Вторая итерация - Евгений Южин
Шрифт:
Интервал:
Закладка:
Вернувшись назад, в сумрак у дальней стены – более привычной к пламени печей, чем дневному свету, – я поставил большой медный чайник с водой на магический нагреватель, подтянул гирьку и толкнул упрямый лепесток балансира, запуская равномерное вращение кристалла. Бронзовая болванка под чайником, как заправский хамелеон, мгновенно обернулась темным оттенком, чтобы пару секунд спустя налиться пунцовым жаром. Мокрый чайник недовольно зашипел и зафыркал, но быстро утих, впитывая поток тепла, родившийся в окрестностях Источника. Так или иначе, воды в нем было много, и пока она закипит – можно было, пожалуй, прогуляться.
Лестница выныривала под нешироким навесом на краю обширной крыши. Когда-то на ней запросто помещалась пара самолетов – не земных, конечно, а моих летучих самоделок. Теперь же посреди единственного на планете аэродрома одиноко торчало сляпанное на скорую руку недоразумение, которое я про себя называл ступой Бабы-яги. Небо над головой, привычно для здешних мест затянутое облаками, медленно ползло к скальной стене, замыкавшей пространство с востока, скрывающей близкое, заросшее высоченным лесом, плато Облачного края.
Ступа смотрелась жалко. Корзину воздушного шара без последнего – вот что, на самом деле, это напоминало. Только вместо тепловой пушки – блестящий влажной потемневшей бронзой магический привод, увенчанный таким же бронзовым шаром с креплениями – чебурашкой. Тем не менее, его было более чем достаточно, для того чтобы подняться на скалу, да и тяги у этого чуда инопланетной техники хватало, чтобы нести на внешнем подвесе почти тонну металла. В принципе, для путешествия по окрестностям большего и не требовалось – этакий грузовой лифт с возможностью небыстрого полета.
Второй раз за утро вздохнул. Пора было признаваться самому себе в том, что уже, на самом деле, давно было ясно. Все эти попытки найти дом обречены изначально. Даже с точки зрения аборигенов, семья и скелле – вещи несовместимые. Нет, конечно, женская природа неизбежно прорывалась сквозь бронированную маску невозмутимости, но нужно быть поистине большим оригиналом, чтобы назвать домом хижину, балансирующую на краю вулканического кратера. Кратер, для тех, кто не понял, – скелле. А хижина – это я. Красиво, слов нет. Но это не дом – это какое-то бесконечное приключение. С другой стороны – Гнилой Зуб. Тихо, спокойно, безопасно – твори, выдумывай, пробуй. Тоска!

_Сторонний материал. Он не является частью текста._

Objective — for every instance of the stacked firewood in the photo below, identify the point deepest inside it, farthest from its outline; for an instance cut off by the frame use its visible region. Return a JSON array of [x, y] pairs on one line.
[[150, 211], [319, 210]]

Каким бы влюбленным в технику анахоретом вы ни были, она не самоцель. Мне безумно не хватает человечества! Того, земного, которое с жадностью впитает все, что бы я ни сделал, и потребует еще, награждая кипящим потоком идей и творений других.
И, наконец, подарок настоящих инопланетян – Храм. Та еще заноза!

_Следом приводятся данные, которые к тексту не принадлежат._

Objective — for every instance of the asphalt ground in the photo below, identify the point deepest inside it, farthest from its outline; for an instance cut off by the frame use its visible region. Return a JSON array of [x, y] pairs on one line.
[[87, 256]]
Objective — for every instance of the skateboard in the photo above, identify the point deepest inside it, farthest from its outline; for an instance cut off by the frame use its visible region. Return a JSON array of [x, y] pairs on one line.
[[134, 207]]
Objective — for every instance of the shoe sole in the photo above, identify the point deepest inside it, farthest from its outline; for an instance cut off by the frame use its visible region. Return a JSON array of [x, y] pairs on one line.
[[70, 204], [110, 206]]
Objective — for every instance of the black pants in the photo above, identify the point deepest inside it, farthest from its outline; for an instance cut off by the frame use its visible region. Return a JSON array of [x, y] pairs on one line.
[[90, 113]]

Я потер лицо руками, прошелся по уже начавшим белеть доскам к самому краю пропасти – мое любимое место. Давно стали привычными длинные сутки, меньшая сила тяжести, ровный теплый климат, но именно здесь, вглядываясь в щель между серым небом и черно-серой массой, заполнившей долину далеко внизу, я всегда ощущал, что не дома – не на Земле. Что-то не так в этих облаках, что-то не так в этом лесу, что-то не так с этим горизонтом и этим дождем.
Под ногами тихо звякнул колокольчик – это гирька привода, своим весом вращавшая кристалл в нагревателе, отмерила десяток сантиметров пройденного пути. По опыту знаю, что еще парочка, и чайник заревет разбуженным гейзером – надо спускаться. Легко сбежал вниз, успел метнуться к нагревателю, до того как тот превратил утреннюю порцию орешка в стендовые испытания реактивного двигателя. Привычная суета отвлекла – погреть лепешки, натолкать в них сыра и вяленой козлятины, развести пастилы и дать раствору немного остыть. Побросал готовый завтрак на разделочную доску и потащил к столу неподалеку от проема. Взгляд споткнулся о проектор, но запах еды и голод оказались сильнее.

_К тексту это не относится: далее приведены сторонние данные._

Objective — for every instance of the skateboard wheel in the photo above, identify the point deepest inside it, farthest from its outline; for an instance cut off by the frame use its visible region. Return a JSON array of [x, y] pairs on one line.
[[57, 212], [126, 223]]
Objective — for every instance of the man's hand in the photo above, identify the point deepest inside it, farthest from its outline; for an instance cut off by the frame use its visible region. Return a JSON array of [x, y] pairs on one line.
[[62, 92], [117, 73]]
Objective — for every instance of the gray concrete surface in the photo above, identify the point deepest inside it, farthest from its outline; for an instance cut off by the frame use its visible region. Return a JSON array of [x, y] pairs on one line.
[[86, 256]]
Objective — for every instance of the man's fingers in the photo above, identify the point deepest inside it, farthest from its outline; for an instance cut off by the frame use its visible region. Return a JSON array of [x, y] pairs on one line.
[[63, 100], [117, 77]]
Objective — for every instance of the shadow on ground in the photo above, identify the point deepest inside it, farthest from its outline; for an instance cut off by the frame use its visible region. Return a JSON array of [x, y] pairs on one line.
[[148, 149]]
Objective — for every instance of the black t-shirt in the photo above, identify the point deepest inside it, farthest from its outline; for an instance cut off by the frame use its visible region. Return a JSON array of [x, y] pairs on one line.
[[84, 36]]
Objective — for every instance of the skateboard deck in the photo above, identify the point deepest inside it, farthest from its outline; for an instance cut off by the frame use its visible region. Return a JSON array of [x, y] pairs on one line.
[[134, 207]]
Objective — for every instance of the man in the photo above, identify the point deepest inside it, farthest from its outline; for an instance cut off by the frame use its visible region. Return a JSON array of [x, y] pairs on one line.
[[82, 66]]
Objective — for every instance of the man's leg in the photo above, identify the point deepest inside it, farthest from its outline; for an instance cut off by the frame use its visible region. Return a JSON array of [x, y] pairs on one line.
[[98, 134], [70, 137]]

Помесь кружки с бокалом изготовил сам из прозрачной смолы, благо последняя от температуры кипящей воды почему-то становилась прозрачнее и прочнее. Случайно открыл, когда испытывал первый образец. Приделать ручку не удалось – смолу надо было отливать одной заготовкой – приклеенная деталь неожиданно и не вовремя отваливалась. Поэтому полулитровый бокал покоился в неаккуратно сваренном бронзовом подстаканнике – привет, РЖД. Чудовищная конструкция вместе с напитком весила не меньше килограмма, но я ее не променял бы ни на какую местную стеклянную емкость. Сардух, побывавший на скале дней десять назад, увидев ее, хмыкнул, с сомнением повертел в руках, но ничего не сказал, хотя и был явно озадачен.
Мысли толкались и копошились. Способности, возникшие у меня при смешении местной материи и земной, продолжали деградировать. Еще год, и я уже не смогу быть с Аной. Однажды близость закончится моей смертью. Я об этом никому не говорил, но давно заметил, что звон в ушах, который всегда выдавал близкое присутствие скелле, как-то утих, да так, что я временами просто не замечал его. Раньше я умудрялся сваривать бронзу, просто вращая шарик с кристаллом в руке, теперь даже и не пытался. Что-то еще оставалось, но затраты не стоили усилий – проще было установить нужный кристалл, сфокусировать линзы и запустить привод, вращавшийся примитивной часовой гирькой, – вари сколько хочешь, не напрягаясь и не боясь потерять в нужный момент направление на Источник.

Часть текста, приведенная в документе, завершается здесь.